Es ist leiser geworden. Unabhängig vom Motor, ob nun Drehmomentstarker Dieselantrieb oder spritziger Turbobenziner. Der Innenraum ist merklich abgeschottet worden und so profitieren die Insassen von einer niedrigen Geräuschkulisse, sowie angenehmer Sprachlautstärke. Die GT Line bringt neben den optischen Vorzügen auch eine empfehlenswerte direktere Lenkung mit sich. Schade, dass die GT Line so bisher nur für die zwei stärksten Motoren zur Verfügung steht. Die „normale“ Lenkung ist etwas verzögert und leicht indirekt.
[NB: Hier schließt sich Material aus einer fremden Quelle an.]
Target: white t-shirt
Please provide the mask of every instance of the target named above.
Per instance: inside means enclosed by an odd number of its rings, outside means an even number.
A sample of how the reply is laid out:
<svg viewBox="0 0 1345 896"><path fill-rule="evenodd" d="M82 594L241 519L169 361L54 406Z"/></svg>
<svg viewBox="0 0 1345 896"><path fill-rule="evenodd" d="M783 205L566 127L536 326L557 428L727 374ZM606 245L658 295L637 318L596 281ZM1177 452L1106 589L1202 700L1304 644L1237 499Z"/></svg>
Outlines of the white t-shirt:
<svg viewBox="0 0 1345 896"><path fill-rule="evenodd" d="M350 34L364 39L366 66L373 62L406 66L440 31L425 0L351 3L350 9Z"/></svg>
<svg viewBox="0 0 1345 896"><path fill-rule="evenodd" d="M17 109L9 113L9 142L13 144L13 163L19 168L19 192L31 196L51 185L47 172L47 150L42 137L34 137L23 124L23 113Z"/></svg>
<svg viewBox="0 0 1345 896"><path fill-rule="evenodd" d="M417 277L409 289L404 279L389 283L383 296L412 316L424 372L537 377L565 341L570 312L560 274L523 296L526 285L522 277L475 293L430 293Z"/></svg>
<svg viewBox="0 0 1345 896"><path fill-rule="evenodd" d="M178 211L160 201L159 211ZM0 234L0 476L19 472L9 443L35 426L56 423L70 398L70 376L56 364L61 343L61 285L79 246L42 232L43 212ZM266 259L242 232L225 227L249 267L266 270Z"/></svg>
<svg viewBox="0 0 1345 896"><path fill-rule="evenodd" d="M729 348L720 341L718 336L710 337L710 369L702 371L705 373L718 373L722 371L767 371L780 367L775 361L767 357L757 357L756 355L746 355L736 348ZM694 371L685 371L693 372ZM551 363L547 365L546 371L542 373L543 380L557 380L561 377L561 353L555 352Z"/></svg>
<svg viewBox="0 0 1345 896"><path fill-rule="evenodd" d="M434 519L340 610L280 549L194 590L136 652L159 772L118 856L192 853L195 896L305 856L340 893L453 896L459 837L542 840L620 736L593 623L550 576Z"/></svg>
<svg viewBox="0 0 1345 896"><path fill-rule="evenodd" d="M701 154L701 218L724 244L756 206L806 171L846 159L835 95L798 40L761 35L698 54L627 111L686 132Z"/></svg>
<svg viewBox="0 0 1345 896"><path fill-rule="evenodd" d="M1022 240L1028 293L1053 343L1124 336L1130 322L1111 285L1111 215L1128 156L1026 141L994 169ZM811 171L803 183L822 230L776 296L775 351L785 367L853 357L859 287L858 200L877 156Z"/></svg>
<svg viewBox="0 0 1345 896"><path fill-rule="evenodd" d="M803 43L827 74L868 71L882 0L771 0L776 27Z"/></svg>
2017 Kia Sportage Innenraum

Wer also mit dem Allradsystem von Magna die Bergpässe entlang jagen will, muss zur GT Line greifen. Jenes Allradsystem ist mal wieder etwas völlig neues, obwohl auch vergleichbar mit einem Hang-On-System. Doch in Sachen Fahrdynamik soll der Magna AWD die Antriebsmomente noch verteilen bevor das Rad überhaupt an Traktion verliert. Ein vorausdenkendes AWD-System, wenn man so will. Dabei nutzt Dynamax von Magna alle zur Verfügung stehenden Informationen von den zahlreichen Sensoren. So wird schon vor Traktionsverlust das Antriebsmoment von Vorder- zu Hinterachse verteilt. Angeblich ist es voll variabel und kann von 0 bis 100 Prozent an eine Achse schicken. Vorausgesetzt natürlich eine Achse steht auf Eis. Auf der kurzen Testfahrt war es zumindest nicht möglich das Allradsystem an seine Grenzen zu bringen, lediglich für eine Millisekunde drehte ein Vorderrad kurz durch.

Kia Sportage Becherhalter

Von der Ausstattung unabhängig stellt sich ein verbessertes Fahrgefühl ein. Wodurch schlussendlich auch die Fahrdynamik einen „Sports Utility Vehicle“ annehmbaren Eindruck hinterlässt. Insbesondere der Fahrkomfort im Vergleich zum direkten Vorgänger konnte gesteigert werden.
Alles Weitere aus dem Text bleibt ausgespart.